Jockey Ben Curtis is attempting to maintain a positive attitude.
It has been a fine winter campaign for the Irish-born rider, who looks likely to be confirmed champion all-weather jockey in the near future after the season was effectively ended this week.
He said: “It’s going to be waiting game. I’m just going to spend a bit more time with the family and do a few things I’ve never had time to do, to try to make a bit of light of a bad situation.
“In any bad situation you have to try to find the silver lining. You only get one chance at life, and you have to try to make the best of it while you’re here.
“It’s a bad time for racing, definitely a bad time for jockey,s and it’s a bad time for the world at the moment. I think trying to keep your chin up is a necessity.
“Everyone has to maintain a degree of positivity, with a view of hopefully starting up in the not too distant future.”
Curtis admits he is in a better position than many of his weighing-room colleagues, who would have been looking forward to the start of the Flat turf season on Saturday week but are now facing up to a protracted time without any income.
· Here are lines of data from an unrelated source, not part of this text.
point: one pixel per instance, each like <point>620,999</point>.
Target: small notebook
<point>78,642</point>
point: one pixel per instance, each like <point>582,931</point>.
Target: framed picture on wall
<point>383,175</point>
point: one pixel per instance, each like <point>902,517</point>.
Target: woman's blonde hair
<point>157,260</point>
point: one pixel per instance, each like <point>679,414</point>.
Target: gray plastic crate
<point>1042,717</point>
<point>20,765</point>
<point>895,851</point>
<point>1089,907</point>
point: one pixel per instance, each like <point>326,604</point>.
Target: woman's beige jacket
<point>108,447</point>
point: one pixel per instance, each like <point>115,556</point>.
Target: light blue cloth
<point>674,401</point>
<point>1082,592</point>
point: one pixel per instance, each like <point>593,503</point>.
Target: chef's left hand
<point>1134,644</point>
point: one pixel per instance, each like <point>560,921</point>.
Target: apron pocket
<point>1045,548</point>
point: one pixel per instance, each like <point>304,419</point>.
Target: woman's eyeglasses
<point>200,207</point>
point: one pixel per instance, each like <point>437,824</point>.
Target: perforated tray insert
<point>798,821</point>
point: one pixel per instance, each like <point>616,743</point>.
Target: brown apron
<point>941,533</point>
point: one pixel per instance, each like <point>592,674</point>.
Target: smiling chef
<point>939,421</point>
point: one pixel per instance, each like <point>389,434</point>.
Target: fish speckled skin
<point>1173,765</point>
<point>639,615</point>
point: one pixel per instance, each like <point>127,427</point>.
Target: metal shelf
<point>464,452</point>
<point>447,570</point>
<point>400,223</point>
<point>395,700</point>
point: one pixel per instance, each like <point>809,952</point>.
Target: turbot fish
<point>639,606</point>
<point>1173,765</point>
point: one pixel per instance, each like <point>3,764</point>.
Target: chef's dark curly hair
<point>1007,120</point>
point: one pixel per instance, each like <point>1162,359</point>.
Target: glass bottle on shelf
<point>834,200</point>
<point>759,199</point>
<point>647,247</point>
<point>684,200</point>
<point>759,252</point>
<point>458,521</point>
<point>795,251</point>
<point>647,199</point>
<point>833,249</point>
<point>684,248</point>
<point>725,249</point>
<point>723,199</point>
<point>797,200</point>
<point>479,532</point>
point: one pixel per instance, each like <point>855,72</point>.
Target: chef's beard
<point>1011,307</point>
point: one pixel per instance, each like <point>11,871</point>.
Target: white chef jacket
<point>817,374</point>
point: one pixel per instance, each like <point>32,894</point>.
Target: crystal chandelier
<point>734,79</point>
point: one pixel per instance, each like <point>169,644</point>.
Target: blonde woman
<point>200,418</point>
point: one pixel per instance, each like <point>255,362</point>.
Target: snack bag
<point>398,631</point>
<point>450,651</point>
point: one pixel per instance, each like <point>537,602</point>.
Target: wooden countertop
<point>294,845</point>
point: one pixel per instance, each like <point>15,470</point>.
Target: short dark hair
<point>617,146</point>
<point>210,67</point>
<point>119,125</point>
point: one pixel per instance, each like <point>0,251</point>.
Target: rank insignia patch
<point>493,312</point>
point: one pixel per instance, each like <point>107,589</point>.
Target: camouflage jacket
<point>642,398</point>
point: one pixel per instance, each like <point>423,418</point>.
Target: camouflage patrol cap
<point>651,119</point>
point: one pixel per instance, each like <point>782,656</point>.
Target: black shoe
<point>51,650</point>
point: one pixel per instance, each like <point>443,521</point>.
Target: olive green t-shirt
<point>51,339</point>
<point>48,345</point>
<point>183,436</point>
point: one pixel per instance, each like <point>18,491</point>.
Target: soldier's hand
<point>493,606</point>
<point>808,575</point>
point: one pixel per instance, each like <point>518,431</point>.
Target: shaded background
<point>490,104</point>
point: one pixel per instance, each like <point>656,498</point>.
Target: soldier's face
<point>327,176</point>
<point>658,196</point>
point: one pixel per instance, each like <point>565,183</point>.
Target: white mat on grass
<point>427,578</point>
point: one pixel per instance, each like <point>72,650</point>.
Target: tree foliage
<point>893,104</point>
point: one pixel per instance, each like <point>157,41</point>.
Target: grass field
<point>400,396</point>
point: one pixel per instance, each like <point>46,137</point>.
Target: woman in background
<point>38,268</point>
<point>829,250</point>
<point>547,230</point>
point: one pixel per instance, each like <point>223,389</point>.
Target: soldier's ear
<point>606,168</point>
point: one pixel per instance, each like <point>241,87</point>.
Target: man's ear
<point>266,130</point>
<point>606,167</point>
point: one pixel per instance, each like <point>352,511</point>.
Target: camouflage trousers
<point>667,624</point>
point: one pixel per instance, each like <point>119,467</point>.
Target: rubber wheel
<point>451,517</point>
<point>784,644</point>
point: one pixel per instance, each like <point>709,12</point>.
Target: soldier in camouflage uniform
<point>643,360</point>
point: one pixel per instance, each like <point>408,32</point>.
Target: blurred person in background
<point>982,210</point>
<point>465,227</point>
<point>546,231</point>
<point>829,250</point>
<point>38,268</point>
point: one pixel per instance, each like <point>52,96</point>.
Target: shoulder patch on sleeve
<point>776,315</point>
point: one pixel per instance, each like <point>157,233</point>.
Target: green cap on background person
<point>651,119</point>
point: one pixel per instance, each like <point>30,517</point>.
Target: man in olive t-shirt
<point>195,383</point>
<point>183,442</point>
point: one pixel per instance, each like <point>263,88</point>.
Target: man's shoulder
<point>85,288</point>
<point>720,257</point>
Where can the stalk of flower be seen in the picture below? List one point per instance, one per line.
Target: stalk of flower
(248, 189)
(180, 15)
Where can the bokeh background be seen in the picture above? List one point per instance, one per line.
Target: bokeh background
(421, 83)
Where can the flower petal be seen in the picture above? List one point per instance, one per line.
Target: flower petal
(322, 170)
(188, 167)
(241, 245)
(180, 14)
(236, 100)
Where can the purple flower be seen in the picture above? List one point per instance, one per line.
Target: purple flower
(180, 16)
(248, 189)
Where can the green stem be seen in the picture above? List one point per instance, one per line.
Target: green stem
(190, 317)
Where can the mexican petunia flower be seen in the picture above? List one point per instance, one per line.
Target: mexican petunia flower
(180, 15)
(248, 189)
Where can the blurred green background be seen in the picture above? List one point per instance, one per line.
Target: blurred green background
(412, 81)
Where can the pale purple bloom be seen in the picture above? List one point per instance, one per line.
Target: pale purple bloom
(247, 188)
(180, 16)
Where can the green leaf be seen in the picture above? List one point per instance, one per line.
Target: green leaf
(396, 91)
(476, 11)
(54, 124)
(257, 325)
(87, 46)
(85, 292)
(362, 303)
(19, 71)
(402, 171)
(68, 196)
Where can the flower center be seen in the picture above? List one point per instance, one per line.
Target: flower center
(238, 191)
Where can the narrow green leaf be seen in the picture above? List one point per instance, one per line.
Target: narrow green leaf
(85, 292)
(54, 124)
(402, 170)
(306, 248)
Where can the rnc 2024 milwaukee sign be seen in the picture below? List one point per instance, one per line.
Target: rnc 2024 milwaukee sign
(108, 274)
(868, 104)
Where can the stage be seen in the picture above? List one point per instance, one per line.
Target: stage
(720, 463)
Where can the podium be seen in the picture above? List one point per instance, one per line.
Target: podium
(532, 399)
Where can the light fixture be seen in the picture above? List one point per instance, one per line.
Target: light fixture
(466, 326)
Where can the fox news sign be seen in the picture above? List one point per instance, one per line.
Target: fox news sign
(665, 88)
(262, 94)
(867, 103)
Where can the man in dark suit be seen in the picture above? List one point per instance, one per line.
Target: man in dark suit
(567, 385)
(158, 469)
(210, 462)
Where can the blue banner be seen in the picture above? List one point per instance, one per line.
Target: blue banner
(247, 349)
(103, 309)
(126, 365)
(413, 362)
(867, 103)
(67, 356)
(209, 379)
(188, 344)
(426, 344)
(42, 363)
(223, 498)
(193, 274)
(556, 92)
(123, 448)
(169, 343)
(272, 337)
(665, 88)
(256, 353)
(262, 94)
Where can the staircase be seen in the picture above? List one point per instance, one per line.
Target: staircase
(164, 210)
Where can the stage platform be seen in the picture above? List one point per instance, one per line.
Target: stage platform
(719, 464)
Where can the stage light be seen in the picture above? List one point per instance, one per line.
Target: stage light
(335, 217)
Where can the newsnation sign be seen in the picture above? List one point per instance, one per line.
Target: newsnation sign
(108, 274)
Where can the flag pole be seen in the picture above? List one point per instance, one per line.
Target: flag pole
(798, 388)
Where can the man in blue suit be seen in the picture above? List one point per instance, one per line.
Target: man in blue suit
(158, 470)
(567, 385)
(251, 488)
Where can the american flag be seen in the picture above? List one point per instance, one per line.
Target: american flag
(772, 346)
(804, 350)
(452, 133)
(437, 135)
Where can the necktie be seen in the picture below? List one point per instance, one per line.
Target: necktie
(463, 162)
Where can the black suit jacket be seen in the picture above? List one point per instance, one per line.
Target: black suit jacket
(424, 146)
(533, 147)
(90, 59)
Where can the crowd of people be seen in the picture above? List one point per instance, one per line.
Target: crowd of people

He said: “It’s been a fruitful winter for me, and I’m in a more privileged position than some – if racing doesn’t go ahead, I can still pay my mortgage and pay my bills.
“There are plenty of jockeys out there that will be living day to day. They’ve had one or two rides over the winter, and they’d be hoping this would be the time of year when things were going to pick up, so for them it’s going to be very tough.
“It’s always painted as a very glamorous lifestyle and that we make a fortune. The top-tier lads who are riding Group winners every year do, but there’s a lot who are driving for one ride in a Class 6 race – they will be feeling the pinch at the moment.”